08:00【ミーティングは緊張します……】

 どうにかミーティングに間に合った私は、大淀さんからある物を手渡されます。

「大淀さん……これは?」

「今日のスケジュール等のデータが詰まったタブレットです。これを使って親潮さんには皆さんに予定の説明をお願いします」

 えええええええ!?わわわ、私タブレットなんて使った事ないですよ!でもでも、今更使えないなんて言えないし、あぁもうどうしよう!なんて考えてる内に班長の皆さんが続々集まって来ていて今にも会議が始まりそうです。

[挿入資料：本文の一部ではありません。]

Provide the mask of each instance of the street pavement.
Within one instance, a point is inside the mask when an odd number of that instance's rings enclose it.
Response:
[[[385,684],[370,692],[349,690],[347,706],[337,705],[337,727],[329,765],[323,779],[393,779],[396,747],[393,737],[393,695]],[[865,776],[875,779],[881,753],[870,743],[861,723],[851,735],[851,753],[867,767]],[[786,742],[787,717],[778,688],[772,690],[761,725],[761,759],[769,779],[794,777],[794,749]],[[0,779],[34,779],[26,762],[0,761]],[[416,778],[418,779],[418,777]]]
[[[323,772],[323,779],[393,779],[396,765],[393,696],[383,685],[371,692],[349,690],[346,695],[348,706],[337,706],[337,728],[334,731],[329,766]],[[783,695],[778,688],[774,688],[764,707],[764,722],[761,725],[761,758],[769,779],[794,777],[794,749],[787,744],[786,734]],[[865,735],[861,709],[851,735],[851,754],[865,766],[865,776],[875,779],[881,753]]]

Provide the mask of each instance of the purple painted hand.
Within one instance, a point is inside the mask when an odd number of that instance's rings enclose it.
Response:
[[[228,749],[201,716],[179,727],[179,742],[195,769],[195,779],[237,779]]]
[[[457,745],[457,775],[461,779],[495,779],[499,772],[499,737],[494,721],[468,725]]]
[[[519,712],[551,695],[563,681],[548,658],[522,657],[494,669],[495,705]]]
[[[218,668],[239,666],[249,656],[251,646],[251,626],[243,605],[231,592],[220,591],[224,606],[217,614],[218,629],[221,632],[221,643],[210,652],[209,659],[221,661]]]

「え~、皆さんお早うございます。早速ですが毎朝恒例のミーティングを始めたいと思います。親潮さん、今日の予定を皆さんにお伝えして下さい……親潮さん?」

 あぁ、どうしよう……頭真っ白でどうしたらいいか解んないよもぉ。

「ヘイ、親潮!」

「ひゃっ!?」

 いきなり大声で名前を呼ばれて変な声が出てしまいました……。声の主は金剛さん、この鎮守府で一番錬度が高い艦娘であり、提督の奥様でもあります。何か不手際でもあったでしょうか?ツカツカと近付いてきた金剛さんは、ぐいっと顔を寄せてきて

「だいぶ緊張してるネー?Don't worryデース!初めてやるのに失敗して怒るような娘はウチには居ないですから」

 そうやってニッコリ笑って頭をポンポンされた。何だか恥ずかしいやら嬉しいやら、複雑な気分です。他の班長さん達も微笑ましい物を見るような眼差しでこっちを見ている。

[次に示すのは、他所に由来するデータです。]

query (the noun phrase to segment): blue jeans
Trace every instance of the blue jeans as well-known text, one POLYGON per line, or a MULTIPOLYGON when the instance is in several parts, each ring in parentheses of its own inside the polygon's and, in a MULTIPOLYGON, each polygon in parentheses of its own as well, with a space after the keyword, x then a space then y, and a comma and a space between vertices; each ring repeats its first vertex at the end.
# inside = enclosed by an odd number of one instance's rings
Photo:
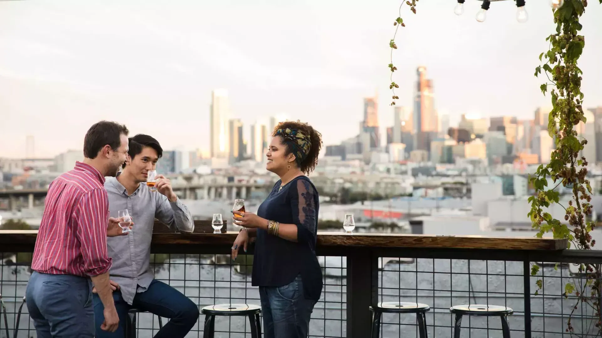
POLYGON ((34 271, 25 301, 38 338, 94 337, 89 278, 34 271))
POLYGON ((315 301, 306 299, 297 276, 280 287, 259 286, 264 338, 306 338, 315 301))
POLYGON ((128 311, 134 307, 171 319, 155 335, 155 338, 184 338, 199 320, 199 306, 197 304, 178 290, 156 279, 150 282, 146 291, 136 293, 132 305, 123 300, 120 292, 113 292, 115 308, 119 316, 119 327, 114 333, 101 329, 101 324, 105 320, 103 314, 105 307, 98 295, 94 293, 93 298, 96 338, 125 337, 128 311))

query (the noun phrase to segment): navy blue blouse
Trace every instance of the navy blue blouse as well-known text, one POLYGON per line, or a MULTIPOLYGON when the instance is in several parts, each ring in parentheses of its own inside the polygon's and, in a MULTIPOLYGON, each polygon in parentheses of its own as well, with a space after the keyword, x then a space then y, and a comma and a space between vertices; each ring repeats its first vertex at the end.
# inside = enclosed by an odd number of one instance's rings
POLYGON ((284 286, 300 275, 306 298, 318 301, 322 292, 322 270, 315 256, 318 232, 318 192, 306 176, 298 176, 280 189, 274 185, 257 215, 281 224, 297 226, 297 242, 257 229, 252 284, 284 286))

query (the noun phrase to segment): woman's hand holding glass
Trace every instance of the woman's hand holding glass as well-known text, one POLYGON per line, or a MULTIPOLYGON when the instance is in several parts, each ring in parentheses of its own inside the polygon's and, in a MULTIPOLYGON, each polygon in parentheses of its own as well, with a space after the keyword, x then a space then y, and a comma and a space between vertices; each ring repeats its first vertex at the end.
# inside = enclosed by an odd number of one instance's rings
POLYGON ((232 213, 238 216, 232 216, 232 221, 237 226, 249 229, 267 229, 267 220, 262 218, 252 212, 232 210, 232 213))
POLYGON ((238 236, 236 236, 234 244, 232 245, 232 259, 236 260, 237 256, 238 256, 238 249, 243 248, 244 252, 247 252, 247 246, 249 245, 249 233, 246 230, 242 230, 238 233, 238 236))

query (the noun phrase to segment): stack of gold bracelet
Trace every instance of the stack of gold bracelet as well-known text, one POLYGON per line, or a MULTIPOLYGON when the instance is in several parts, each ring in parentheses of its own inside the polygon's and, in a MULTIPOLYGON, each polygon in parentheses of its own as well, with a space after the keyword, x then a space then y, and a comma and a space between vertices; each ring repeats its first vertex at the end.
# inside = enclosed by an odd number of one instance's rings
POLYGON ((274 236, 278 236, 278 230, 280 229, 280 222, 270 221, 267 224, 267 233, 274 236))

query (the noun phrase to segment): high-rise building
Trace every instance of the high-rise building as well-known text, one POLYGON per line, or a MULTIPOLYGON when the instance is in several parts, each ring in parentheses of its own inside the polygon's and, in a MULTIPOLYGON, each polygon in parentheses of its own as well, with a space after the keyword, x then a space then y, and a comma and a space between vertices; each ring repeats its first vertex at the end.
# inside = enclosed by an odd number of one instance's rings
MULTIPOLYGON (((602 106, 589 108, 588 110, 594 113, 596 133, 595 140, 594 140, 596 143, 596 162, 602 162, 602 106)), ((588 141, 589 144, 589 140, 588 141)), ((588 159, 588 161, 593 162, 589 159, 588 159)))
POLYGON ((228 126, 228 134, 229 135, 229 162, 231 164, 240 161, 244 156, 242 153, 244 145, 243 143, 242 131, 243 123, 240 118, 230 120, 228 126))
POLYGON ((267 147, 267 146, 264 146, 265 142, 265 126, 258 122, 255 122, 251 126, 251 158, 257 162, 262 162, 264 159, 264 150, 267 147))
POLYGON ((209 109, 209 147, 212 158, 227 158, 230 153, 228 91, 216 89, 211 93, 209 109))
POLYGON ((414 95, 414 132, 416 139, 414 146, 417 149, 429 150, 430 141, 436 136, 438 126, 436 111, 435 109, 435 97, 433 82, 426 78, 426 67, 417 69, 414 95))
POLYGON ((393 108, 393 142, 403 143, 402 134, 405 132, 412 132, 412 115, 406 107, 396 106, 393 108))
POLYGON ((25 141, 25 158, 33 158, 35 156, 34 137, 33 135, 28 135, 25 141))
POLYGON ((583 149, 581 150, 579 156, 585 157, 589 165, 592 165, 595 164, 596 149, 598 147, 595 142, 595 119, 594 112, 589 110, 584 110, 583 116, 586 120, 586 122, 579 122, 576 129, 577 135, 587 140, 588 144, 583 146, 583 149))
POLYGON ((514 116, 492 117, 489 120, 489 131, 503 132, 506 141, 510 144, 517 142, 517 118, 514 116))
POLYGON ((362 121, 360 134, 368 134, 370 149, 374 149, 380 146, 377 100, 377 97, 364 99, 364 121, 362 121))

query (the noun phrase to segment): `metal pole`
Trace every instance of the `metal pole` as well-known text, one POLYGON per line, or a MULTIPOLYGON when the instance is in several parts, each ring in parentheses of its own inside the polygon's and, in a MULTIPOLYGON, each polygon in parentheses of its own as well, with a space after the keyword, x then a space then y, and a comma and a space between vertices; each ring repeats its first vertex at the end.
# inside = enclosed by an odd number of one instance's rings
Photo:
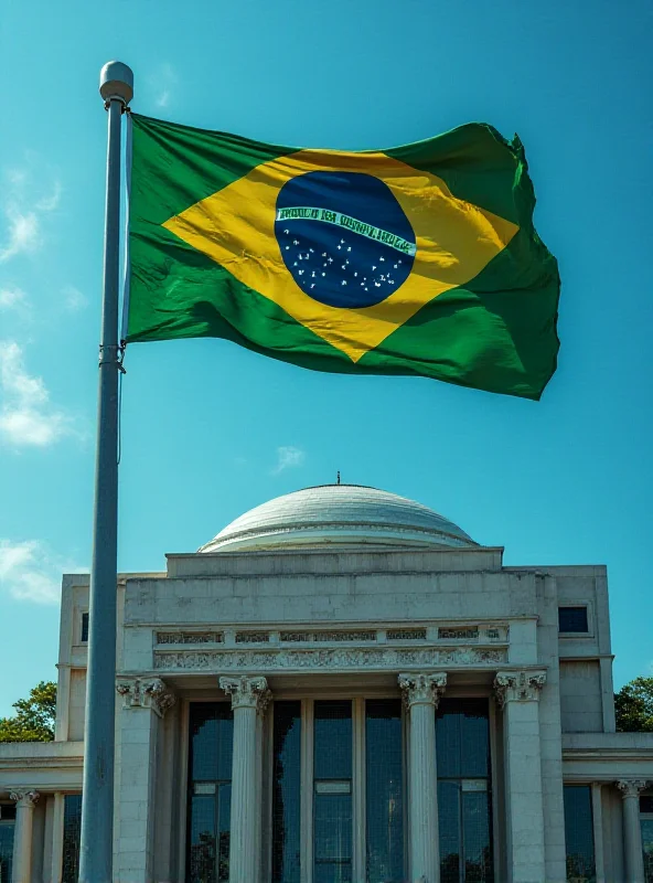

「親潮さん、タブレットの使い方が解らなければ教えますから。焦らずに、落ち着いて」

「は、はいぃ……」

 タブレットが使えないの、バレてました。


「えぇと……今日は新たな海域攻略の予定はありません。護衛任務は幾つか入っていますが、既に出発済みです」

 その後は大淀さんに教わりながら、タブレットで今日の予定を確認していきます。

「警備班は午後から提督に会談の予定が入っていますので、確認をお願いします」

「ほいほーい」

 気の抜けた返事は警備班長の川内さん。夜はあんなに怖いのに、朝が弱いのは本当なんですね……。

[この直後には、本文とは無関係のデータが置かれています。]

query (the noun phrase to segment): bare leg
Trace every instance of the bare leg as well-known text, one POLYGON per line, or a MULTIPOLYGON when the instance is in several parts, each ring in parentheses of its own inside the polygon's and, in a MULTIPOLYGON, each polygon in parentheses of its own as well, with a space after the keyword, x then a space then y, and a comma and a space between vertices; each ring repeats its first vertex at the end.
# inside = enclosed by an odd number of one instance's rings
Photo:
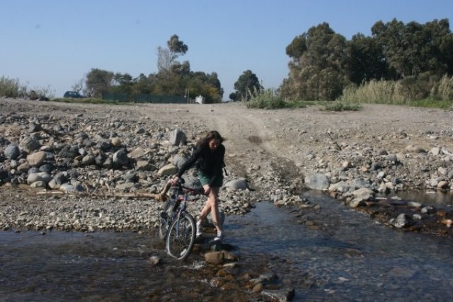
POLYGON ((212 187, 210 195, 206 201, 205 207, 201 211, 198 220, 202 221, 207 214, 212 215, 212 222, 217 229, 217 232, 222 232, 222 225, 220 224, 220 214, 219 214, 219 187, 212 187))

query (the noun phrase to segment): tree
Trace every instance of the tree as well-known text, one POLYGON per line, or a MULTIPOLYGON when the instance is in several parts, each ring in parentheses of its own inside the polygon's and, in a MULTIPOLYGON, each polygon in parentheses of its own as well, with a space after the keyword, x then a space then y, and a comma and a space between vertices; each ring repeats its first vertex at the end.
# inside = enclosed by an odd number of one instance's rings
POLYGON ((385 56, 375 39, 358 33, 352 36, 348 45, 349 79, 352 83, 389 78, 385 56))
POLYGON ((393 19, 377 22, 372 34, 383 50, 393 79, 418 77, 429 71, 442 75, 453 67, 453 35, 447 19, 435 20, 424 25, 393 19))
POLYGON ((348 54, 346 39, 326 23, 294 38, 287 54, 289 79, 283 81, 282 95, 314 100, 335 100, 348 85, 348 54))
POLYGON ((105 70, 91 69, 86 75, 85 86, 87 96, 101 98, 103 93, 108 92, 112 86, 113 73, 105 70))
POLYGON ((177 35, 173 35, 167 41, 168 48, 157 47, 157 68, 159 71, 168 71, 178 57, 185 54, 188 47, 179 40, 177 35))
POLYGON ((254 91, 260 91, 263 86, 255 74, 251 70, 246 70, 234 83, 236 97, 237 100, 248 100, 254 91))
POLYGON ((80 80, 76 81, 71 88, 72 89, 72 91, 80 93, 84 88, 84 81, 85 81, 85 78, 82 78, 80 80))

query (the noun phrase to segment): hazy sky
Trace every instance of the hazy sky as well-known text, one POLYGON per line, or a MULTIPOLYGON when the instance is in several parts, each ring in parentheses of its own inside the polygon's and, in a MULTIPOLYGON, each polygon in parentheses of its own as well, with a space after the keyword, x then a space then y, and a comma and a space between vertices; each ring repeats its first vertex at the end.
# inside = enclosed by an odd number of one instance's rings
POLYGON ((379 20, 452 16, 452 0, 0 0, 0 76, 61 97, 91 68, 156 72, 157 47, 176 34, 188 47, 179 61, 217 72, 226 100, 247 69, 278 88, 286 47, 323 22, 350 40, 379 20))

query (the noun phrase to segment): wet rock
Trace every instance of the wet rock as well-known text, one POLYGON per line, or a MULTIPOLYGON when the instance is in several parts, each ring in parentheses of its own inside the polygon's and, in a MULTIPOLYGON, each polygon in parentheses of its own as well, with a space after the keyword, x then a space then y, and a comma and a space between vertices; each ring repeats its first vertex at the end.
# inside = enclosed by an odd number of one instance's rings
POLYGON ((294 289, 265 289, 261 291, 263 296, 270 298, 273 301, 290 301, 293 299, 295 291, 294 289))
POLYGON ((37 173, 31 173, 28 175, 27 178, 27 183, 28 185, 31 185, 35 182, 43 182, 45 183, 47 183, 50 181, 52 177, 45 172, 40 172, 37 173))
POLYGON ((161 259, 158 256, 151 256, 148 260, 149 261, 149 263, 151 263, 151 265, 154 267, 162 263, 161 259))
POLYGON ((401 213, 396 219, 390 220, 390 223, 395 228, 401 228, 407 226, 408 220, 407 215, 404 213, 401 213))
POLYGON ((352 192, 352 195, 357 200, 368 200, 374 196, 374 192, 368 188, 362 187, 352 192))
POLYGON ((219 265, 224 261, 237 261, 238 257, 226 250, 209 252, 205 255, 205 261, 213 265, 219 265))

「装備開発班は、陸軍に頼まれていた装備の改修は終わってますか?」

「終わってるよ~」

「では、お昼頃に本土から受け取りの貨物船が入港予定ですので搬出をお願いします」

「了解、了解」

 開発班のトップは明石さんなのですが、今手が離せないとの事で代理の夕張さんが出席してます。その他経理や主計課等の予定も確認し終わって、どうにかミーティングは終わりました。

「では皆さん、今日も一日頑張って業務に励みましょう」

 大淀さんの掛け声で、班長の皆さんが一斉に敬礼します。一糸乱れぬその動き、惚れ惚れする程かっこいいです。私もこうなれるように頑張らないと!